Three Photographic Albums of Japan with 150 Handcolored Albumen Prints
Place Published: Yokohama
Publisher: A. Farsari & Co. Photographer
Description: Three original lacquered albums of early hand-colored photographs of Japan, with inside front cover stamp "A Farsari & Co. Photographers, Yokohama", each containing 50 hand-colored albumen prints of Japanese sights and scenes from the early 1890s. Total of 150 hand-colored photographic prints. Large quarto oblong formats, with original beautiful and unfaded lacquered boards inlaid with gilt and ivory (depicting rural and seashore views and Fuji in the background). Although the original leather spines have badly deteriorated and the front board of one album is detached (but present), all the photographic mountings are still sound, with all album edges gilt.
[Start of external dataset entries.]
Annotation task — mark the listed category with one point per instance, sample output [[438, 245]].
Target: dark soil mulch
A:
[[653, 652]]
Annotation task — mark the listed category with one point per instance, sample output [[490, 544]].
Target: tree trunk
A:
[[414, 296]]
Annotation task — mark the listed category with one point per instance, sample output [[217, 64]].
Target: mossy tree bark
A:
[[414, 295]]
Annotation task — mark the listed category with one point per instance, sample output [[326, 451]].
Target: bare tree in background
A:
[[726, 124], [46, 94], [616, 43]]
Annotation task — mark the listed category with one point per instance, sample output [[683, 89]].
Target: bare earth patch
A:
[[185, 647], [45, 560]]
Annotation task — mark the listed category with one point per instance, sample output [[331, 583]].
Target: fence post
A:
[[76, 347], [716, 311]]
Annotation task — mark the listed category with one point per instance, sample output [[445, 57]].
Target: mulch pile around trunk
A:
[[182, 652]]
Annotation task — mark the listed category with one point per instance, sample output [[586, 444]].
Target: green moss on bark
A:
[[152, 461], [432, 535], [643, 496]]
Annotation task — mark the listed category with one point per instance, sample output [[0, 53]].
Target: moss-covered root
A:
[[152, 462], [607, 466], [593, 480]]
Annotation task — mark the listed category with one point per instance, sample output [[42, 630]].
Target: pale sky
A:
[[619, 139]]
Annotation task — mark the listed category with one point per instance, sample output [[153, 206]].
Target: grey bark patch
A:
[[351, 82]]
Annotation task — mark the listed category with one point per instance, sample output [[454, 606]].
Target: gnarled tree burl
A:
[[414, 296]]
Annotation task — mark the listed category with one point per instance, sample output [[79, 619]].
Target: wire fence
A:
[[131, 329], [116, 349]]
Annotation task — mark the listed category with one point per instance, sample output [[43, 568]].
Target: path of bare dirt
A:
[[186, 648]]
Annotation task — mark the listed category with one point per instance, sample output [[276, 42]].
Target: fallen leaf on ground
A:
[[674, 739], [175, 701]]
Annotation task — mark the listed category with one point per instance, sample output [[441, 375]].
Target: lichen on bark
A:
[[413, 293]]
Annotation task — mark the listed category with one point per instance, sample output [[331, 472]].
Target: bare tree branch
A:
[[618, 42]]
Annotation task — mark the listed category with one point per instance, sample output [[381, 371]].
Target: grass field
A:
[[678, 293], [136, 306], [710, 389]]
Each album contains fifty hand-colored albument prints, with the tissues guards still present. All 150 prints are quite bright and fresh, with only a minimal amount of color fading. The English-captioned photographs depict numerous shrines and temples in great architectural detail at Nikko, Nara, and Ise, plus a large number of Tokyo scenes of the Imperial Palace and its gardens, along with many Ginza and other street scenes in that city. Also photographed are a number of landscapes, waterfalls, and country houses around Lakes Yumoto, Hakone, and Chuzenji. Detailed architectual views of painted ceilings, tomb carvings, statuary, bridges, torii gates, pagodas, stone lanterns, bell towers, and other features abound. There are street scenes, a music pavilion, and hotels and guesthouses. Adolfo Farsari (1841-1898), born in Vicenza and living in America for some time, arrived in Japan in 1873 and began his photographic career about 1885 with Tamamura Kozaburto. In February of 1886, all of his negatives were destroyed in a studio fire, so he toured Japan for many months thereafter, retaking new photographs for his re-opened studio in 1887. While catering to the early Western tourist trade in Japan, he employed carefully chosen illustrators, resulting in surviving prints now as a major visual record of Meiji Japan. The Ginza scenes show very primitive power poles, and one scene depicts the early facade of the 1890 Imperial Hotel. Lack of any motorized traffic indicates the photographs must be before 1900. Farsari died in 1898, so the images can probably be dated to the early 1890s.